Empyrean Sky is a game prototype that was created over the course of a 10-week quarter at RIT for 3D Graphics Programming. This game prototype was a group project where it was everyone’s first attempt at working with DirectX 10. Keeping that limitation in mind, we set mostly technical goals and the game design was simply to create an air combat game where the player would pilot a plane and shoot missiles at other planes.
Making this game was an exercise in setting up some of the features that are requisite for any 3D game engine. We had to create features like 3D camera manipulation and transforms, scene graphs, AI steering, and 3D collision detection.

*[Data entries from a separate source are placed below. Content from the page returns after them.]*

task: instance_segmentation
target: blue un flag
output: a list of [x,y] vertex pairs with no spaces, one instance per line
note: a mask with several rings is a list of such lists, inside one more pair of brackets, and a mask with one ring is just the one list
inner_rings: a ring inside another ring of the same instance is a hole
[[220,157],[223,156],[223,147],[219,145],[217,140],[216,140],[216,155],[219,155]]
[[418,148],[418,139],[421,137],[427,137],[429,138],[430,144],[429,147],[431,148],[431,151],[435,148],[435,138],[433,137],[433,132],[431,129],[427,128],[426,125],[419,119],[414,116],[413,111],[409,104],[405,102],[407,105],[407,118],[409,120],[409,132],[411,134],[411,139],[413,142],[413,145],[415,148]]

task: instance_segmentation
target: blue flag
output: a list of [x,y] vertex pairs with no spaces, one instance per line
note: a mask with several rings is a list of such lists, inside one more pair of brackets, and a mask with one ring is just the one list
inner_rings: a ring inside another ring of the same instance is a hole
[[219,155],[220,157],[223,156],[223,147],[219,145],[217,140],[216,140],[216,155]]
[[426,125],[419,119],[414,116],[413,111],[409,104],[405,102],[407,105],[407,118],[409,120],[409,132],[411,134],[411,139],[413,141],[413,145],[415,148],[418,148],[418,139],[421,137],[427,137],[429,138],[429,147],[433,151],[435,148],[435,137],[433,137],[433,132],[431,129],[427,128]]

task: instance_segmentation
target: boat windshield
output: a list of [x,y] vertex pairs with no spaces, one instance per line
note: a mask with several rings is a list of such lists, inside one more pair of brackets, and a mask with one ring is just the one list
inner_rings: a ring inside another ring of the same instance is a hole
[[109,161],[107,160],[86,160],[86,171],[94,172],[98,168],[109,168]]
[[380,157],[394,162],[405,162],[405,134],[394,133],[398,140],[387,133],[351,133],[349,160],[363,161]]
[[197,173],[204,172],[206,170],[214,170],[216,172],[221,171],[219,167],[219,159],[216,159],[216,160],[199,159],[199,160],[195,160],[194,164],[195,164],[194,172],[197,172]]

My role on the team was team lead, but I had several more granular technical tasks that I pursued as well. I wanted to explore the idea of having the terrain in the game be generated, so that players could fly infinitely in any direction. After reading up a bit on creating natural-looking random scenery, I went through several iterations of ideas using a mesh that represented the terrain. I tried randomizing the terrain height using only random numbers with the Mersenne twister algorithm, but this didn’t produce a satisfyingly smooth terrain. After trying a few different methods, I settled on the diamond-square algorithm.
I also did some experimenting with DirectX’s HLSL shaders to make the lighting on all of the 3D models look good. I implemented the Phong technique for the planes and terrain.